Calafia: Manifesting the Terrestrial Paradise
The curatorial concept for this round of programming will deal directly and indirectly with the myth of the island of California, in particular on the character Queen Calafia. This mythical character serves as an inspiration and a strong persona, as well as a symbol for California itself. She can be seen as both a cause of and an opposition to circumstances in the past, present and future of this terrestrial paradise.
A Brief Study of Calafia and the Mythical Island of California
Calafia is a book within a larger chivalric story written by Castilian author Garci Rodriguez de Montalvo in the early sixteenth century. Expanding on his novel Las sergas de Esplandian, Montalvo created a tale of wonder, full of powerful women and mythical beasts. At the center was Calafia, the queen of the mythical island of California. She was described as a mighty and beautiful queen with great ambition. Montalvo writes, “as you will recall from historical records, during the days when mighty Pagan warriors sailed with great fleets to distant shores of the world, there reigned in the island of California a mighty and beautiful queen. She was more ambitious, daring and courageous than any of the rulers who had previously occupied the throne.”
It is in this tale, in fact, that the word California was first written, and most scholars believe this to be the true etymological source for the name. In describing this mythical island, Montalvo creates an exotic environment full of strong black warrior women and mythical beasts, located very near the Terrestrial Paradise. The island was only inhabited by women “with no men among then, for they lived in the fashion of Amazons.” The women were described as having “strong and firm bodies of ardent courage and great strength.”  They dressed in gold and lived in large caves, where they raised an army of man-eating griffins. These women were successful warriors with a great fleet of ships. The Spanish conquistador Hernan Cortes and his men did indeed believe that the Baja peninsula was an island when they first laid eyes upon it. This casual naming of the land is important in that it is the only instance where a state was named after a mythical place.

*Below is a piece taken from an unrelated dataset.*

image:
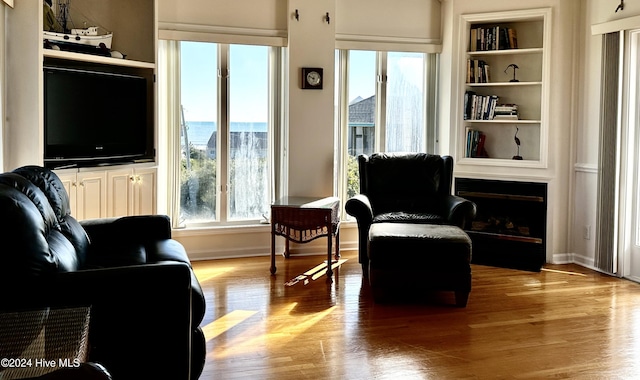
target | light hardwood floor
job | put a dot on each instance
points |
(564, 322)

The MB18/19 curatorial team is interested in projects directly related to the myth of the island of California as well as a broader understanding of the text and its relationship to current and past events in the region. Points of interest are feminism, identity, colonialism, gentrification and displacement, misogyny in Hollywood, the facade of the movie industry, the gold rush, Aztlan and the resistance movement to the current political climate along with a much broader understanding of the border region and the citizenry of the area.